Ö.P: Erdoğan önümüzdeki genel seçimlerde yine yüzde ellinin üzerine çıkarsa tavrınız ne olacak?

Ö.Ç: Hiçbir şey demeyeceğiz. Sen, bizi Trump ya da Tayyip Erdoğan mı zannediyorsun? Saymazsan, 8 gün daha saydırırlar. 13 bine razı değildi. Sonra 800 bin oy çakıldı. Halkın iradesine saygı göstereceksin. Mahkeme, hakim baskı yerse geriye ne kalır? Anayasa mahkemesini dinlemeyen hakimler var.

Ö.P: AİHM’nin Demirtaş’ın serbest bırakılması gerektiği yönündeki kararını nasıl yorumluyorsunuz?

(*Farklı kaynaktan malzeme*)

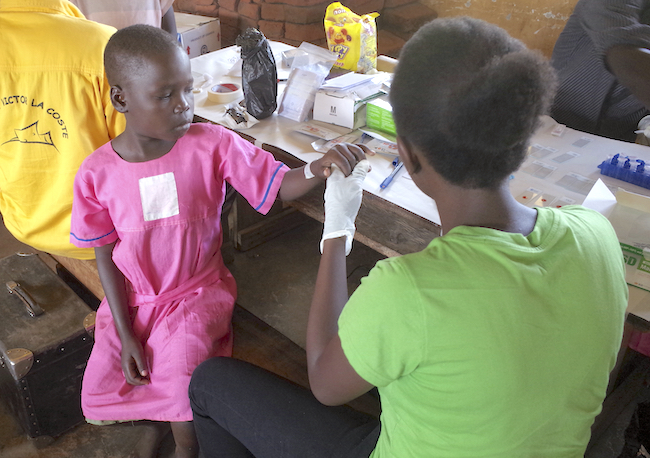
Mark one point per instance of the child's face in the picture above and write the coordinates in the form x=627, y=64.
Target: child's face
x=159, y=101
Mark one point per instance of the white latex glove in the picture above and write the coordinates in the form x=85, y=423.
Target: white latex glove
x=342, y=202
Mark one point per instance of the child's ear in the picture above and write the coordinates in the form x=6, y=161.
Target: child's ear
x=118, y=100
x=408, y=157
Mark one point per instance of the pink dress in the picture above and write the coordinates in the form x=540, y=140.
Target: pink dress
x=165, y=215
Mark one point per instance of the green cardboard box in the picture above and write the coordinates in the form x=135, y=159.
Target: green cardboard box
x=379, y=115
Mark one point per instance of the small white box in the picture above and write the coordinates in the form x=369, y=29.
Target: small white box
x=198, y=34
x=340, y=109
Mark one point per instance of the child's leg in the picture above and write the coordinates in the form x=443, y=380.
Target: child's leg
x=186, y=444
x=241, y=410
x=151, y=435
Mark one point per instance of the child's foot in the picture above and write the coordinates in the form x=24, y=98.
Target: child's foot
x=153, y=432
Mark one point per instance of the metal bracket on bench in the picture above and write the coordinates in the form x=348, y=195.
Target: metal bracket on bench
x=30, y=304
x=89, y=323
x=19, y=361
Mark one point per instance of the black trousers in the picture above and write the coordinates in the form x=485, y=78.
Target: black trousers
x=241, y=410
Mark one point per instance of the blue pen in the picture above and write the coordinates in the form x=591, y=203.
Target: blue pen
x=384, y=184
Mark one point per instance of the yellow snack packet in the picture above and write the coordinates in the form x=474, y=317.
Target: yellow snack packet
x=352, y=37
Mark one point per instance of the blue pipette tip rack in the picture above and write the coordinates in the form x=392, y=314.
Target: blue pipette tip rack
x=627, y=169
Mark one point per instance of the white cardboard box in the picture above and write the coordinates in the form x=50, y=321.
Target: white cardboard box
x=198, y=34
x=339, y=109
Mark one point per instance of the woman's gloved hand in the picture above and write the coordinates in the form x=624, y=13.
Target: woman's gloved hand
x=342, y=201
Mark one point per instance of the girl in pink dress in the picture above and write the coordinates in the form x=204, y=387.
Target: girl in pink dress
x=150, y=202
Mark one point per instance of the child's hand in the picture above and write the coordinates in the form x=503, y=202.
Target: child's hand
x=133, y=362
x=344, y=155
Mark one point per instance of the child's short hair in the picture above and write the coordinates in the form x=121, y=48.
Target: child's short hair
x=129, y=49
x=469, y=97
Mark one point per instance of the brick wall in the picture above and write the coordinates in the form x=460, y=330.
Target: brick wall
x=295, y=21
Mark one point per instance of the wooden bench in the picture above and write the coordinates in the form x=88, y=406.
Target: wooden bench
x=254, y=341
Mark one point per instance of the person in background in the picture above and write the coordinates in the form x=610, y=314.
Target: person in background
x=123, y=13
x=55, y=110
x=150, y=203
x=496, y=340
x=602, y=58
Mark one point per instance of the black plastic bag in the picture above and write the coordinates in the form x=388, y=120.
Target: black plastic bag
x=259, y=74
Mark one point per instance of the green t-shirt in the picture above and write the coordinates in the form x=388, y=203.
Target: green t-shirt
x=492, y=344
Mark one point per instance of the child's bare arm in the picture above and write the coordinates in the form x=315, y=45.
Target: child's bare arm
x=114, y=284
x=344, y=155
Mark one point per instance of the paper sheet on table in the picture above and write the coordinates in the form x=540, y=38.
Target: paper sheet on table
x=629, y=214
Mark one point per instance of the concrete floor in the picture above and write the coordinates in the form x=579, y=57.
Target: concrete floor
x=275, y=282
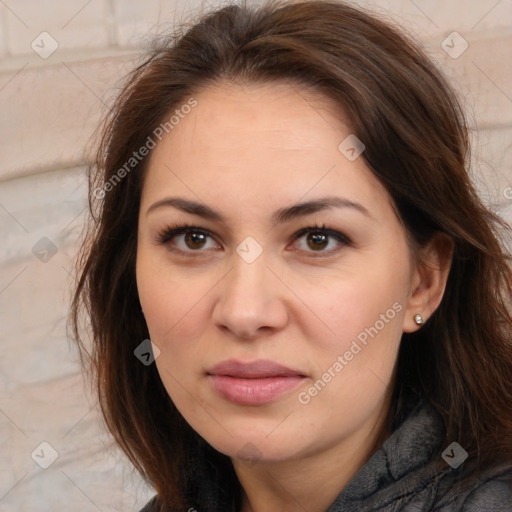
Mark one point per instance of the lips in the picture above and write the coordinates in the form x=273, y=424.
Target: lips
x=253, y=383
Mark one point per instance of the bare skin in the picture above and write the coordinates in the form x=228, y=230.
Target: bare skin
x=247, y=152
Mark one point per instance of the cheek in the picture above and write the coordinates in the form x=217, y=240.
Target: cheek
x=176, y=308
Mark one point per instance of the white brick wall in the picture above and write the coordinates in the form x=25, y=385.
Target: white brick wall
x=49, y=109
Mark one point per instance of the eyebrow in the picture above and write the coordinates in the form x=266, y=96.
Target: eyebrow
x=280, y=216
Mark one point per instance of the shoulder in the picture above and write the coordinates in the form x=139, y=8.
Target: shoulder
x=492, y=495
x=491, y=492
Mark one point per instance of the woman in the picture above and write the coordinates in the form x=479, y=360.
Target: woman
x=281, y=204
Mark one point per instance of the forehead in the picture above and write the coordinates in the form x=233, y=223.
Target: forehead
x=253, y=143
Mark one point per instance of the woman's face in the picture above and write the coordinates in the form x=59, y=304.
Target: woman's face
x=272, y=346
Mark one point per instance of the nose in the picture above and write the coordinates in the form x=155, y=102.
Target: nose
x=249, y=300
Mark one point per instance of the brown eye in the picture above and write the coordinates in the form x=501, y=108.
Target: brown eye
x=195, y=240
x=317, y=241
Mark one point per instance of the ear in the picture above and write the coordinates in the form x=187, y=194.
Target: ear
x=428, y=280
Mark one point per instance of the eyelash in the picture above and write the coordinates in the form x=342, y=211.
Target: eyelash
x=166, y=234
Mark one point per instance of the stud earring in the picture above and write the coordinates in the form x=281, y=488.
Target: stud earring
x=418, y=319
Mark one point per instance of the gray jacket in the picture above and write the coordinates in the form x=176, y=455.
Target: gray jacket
x=404, y=476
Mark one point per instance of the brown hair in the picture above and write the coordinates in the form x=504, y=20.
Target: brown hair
x=416, y=140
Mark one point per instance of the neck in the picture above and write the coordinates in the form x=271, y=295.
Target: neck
x=310, y=482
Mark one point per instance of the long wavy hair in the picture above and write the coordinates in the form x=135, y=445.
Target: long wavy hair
x=416, y=143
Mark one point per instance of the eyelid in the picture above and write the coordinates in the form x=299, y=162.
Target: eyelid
x=165, y=235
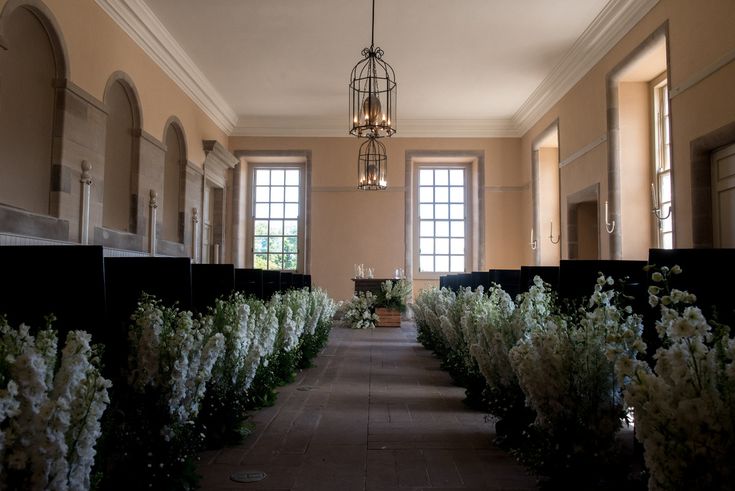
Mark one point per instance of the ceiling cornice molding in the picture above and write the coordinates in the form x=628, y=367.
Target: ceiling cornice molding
x=408, y=128
x=616, y=19
x=142, y=25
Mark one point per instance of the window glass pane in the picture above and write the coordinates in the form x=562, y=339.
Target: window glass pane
x=261, y=194
x=442, y=246
x=261, y=261
x=668, y=241
x=665, y=187
x=457, y=264
x=275, y=261
x=292, y=210
x=290, y=244
x=275, y=244
x=426, y=228
x=426, y=246
x=292, y=194
x=261, y=227
x=278, y=177
x=426, y=195
x=426, y=177
x=262, y=177
x=276, y=227
x=426, y=211
x=441, y=194
x=442, y=229
x=260, y=244
x=277, y=193
x=290, y=227
x=261, y=210
x=289, y=261
x=292, y=177
x=277, y=210
x=667, y=224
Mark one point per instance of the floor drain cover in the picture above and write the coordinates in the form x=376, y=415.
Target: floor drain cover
x=248, y=476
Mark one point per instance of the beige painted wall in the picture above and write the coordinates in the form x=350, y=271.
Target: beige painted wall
x=700, y=34
x=351, y=227
x=635, y=172
x=549, y=206
x=97, y=47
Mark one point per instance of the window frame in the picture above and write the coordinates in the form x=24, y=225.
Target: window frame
x=301, y=254
x=661, y=158
x=469, y=209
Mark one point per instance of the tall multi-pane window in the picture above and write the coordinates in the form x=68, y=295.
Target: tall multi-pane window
x=277, y=218
x=442, y=219
x=662, y=158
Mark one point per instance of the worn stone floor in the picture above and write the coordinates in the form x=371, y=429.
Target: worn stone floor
x=375, y=413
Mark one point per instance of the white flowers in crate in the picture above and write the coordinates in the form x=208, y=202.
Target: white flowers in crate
x=173, y=354
x=49, y=420
x=685, y=406
x=361, y=311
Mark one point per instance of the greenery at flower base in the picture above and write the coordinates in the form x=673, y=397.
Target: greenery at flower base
x=190, y=383
x=563, y=378
x=360, y=313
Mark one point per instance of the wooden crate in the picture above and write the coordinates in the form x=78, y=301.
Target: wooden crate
x=388, y=317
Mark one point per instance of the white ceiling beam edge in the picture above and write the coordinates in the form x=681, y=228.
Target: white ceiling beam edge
x=409, y=128
x=606, y=30
x=142, y=25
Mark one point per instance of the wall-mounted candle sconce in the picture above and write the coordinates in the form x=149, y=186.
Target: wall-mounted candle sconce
x=656, y=208
x=609, y=225
x=551, y=234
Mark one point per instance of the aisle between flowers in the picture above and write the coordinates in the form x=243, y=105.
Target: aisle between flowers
x=563, y=378
x=189, y=384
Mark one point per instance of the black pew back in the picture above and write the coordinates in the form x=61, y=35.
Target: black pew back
x=209, y=282
x=550, y=275
x=67, y=281
x=577, y=277
x=271, y=283
x=704, y=272
x=249, y=281
x=508, y=279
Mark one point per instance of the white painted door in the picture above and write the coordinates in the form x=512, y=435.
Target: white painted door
x=723, y=197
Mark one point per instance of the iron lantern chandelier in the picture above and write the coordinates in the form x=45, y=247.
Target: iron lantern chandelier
x=372, y=93
x=372, y=165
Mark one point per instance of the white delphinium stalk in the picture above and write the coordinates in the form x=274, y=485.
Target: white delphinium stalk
x=685, y=406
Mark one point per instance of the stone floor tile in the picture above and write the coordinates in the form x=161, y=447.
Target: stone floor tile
x=375, y=413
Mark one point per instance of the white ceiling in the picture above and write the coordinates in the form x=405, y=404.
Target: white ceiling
x=473, y=67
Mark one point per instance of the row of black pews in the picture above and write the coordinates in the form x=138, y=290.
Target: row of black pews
x=84, y=290
x=705, y=272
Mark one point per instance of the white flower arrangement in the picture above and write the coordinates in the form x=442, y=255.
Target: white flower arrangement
x=361, y=311
x=172, y=354
x=49, y=420
x=685, y=406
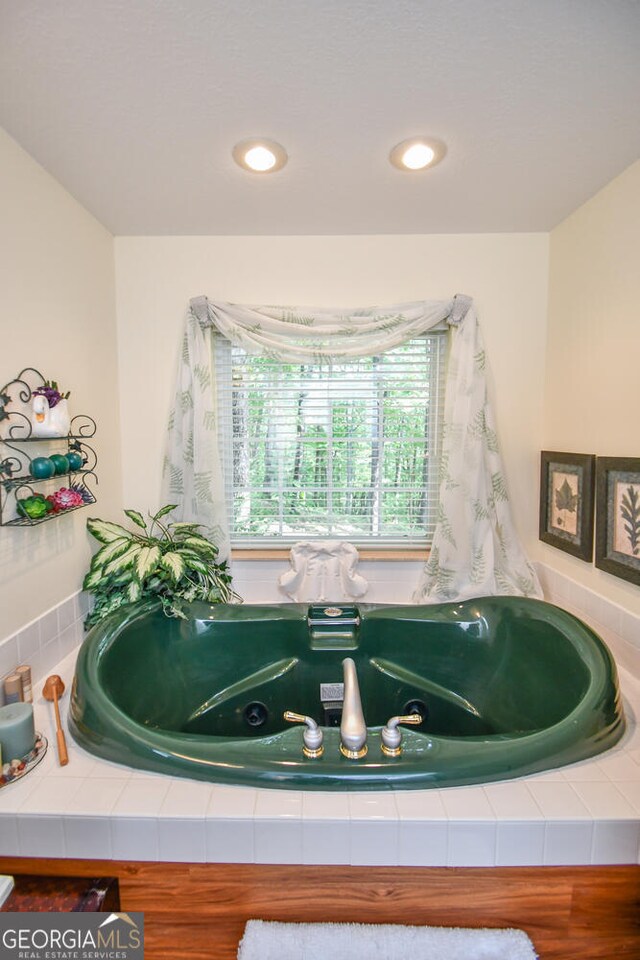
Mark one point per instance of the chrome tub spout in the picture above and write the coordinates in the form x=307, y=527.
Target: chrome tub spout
x=353, y=730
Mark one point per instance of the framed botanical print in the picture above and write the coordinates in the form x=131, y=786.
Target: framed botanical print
x=618, y=517
x=566, y=502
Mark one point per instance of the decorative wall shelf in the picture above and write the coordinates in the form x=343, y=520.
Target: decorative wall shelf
x=19, y=448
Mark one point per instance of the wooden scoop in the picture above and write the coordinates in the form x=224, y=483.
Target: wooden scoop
x=54, y=688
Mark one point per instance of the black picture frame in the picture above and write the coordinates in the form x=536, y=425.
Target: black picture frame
x=618, y=517
x=567, y=502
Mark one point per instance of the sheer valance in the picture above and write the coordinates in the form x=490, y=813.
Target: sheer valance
x=475, y=550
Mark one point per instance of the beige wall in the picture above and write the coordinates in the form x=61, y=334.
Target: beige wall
x=506, y=274
x=57, y=314
x=593, y=350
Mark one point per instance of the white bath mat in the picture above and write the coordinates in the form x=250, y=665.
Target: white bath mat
x=267, y=940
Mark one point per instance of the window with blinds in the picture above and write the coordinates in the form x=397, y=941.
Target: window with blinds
x=348, y=449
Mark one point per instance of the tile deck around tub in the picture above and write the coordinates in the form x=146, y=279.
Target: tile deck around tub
x=587, y=813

Ö.Ç: Türkiye’de üç ayrı mahkeme Demirtaş’ı serbest bıraktı. Başka yerde tutuklama çıkardılar. AİHM’nin verdiği kararı tanımıyorlar. Göreceğiz, kim kimi tanımıyor. Moskova’nın uçağı düşürüldüğünde bağırıyorlardı ya, ‘’ben yaptım’’ diyorlardı ya. Sonra nasıl kıvırdılar. Biz ya Avrupa Birliği’nin ya da Afrika Birliği’ndeyiz. Biz ya da Katar’a bakmalıyız ya da Avrupa’ya. Avrupa Birliği’ne bakacaksak birinci AİHM’dir, ikincisi bankalar yasasıdır, üçüncüsü mal varlığıdır, dördüncüsü insan haklarıdır… Canımız isteyince ona geliyoruz, canımız isteyince gitmiyoruz. Erdoğan’ın kendisi gitmemiş mi AİHM’ne? Abdullah Gül’ün eşi AİHM’ne gitmemiş mi? Onlara gelince tiyatro mu oluyor? Selahattin siyasi bir tutsaktır. Hükümlülüğünü kabul etmiyorum. Hiçbir suçu yoktur. Diyarbakır’da tünel kazıldığında Selahattin’e niye tepki göstermediğini sorduğumda cevabı ‘’tepki gösteriyorum’’ olmuştu. Bunu ne Kürt ne de Türk medyası söylüyor. Kürtlerle yaşamanın hukukunu kuracağız. Ben Kürtleri seçiyorum lafı ucuz ve değersiz bir laftır. Kürtler seçime katılıyorlar, sen sandığa riayet etmiyorsun. Kürt belediye başkanı kalmadı.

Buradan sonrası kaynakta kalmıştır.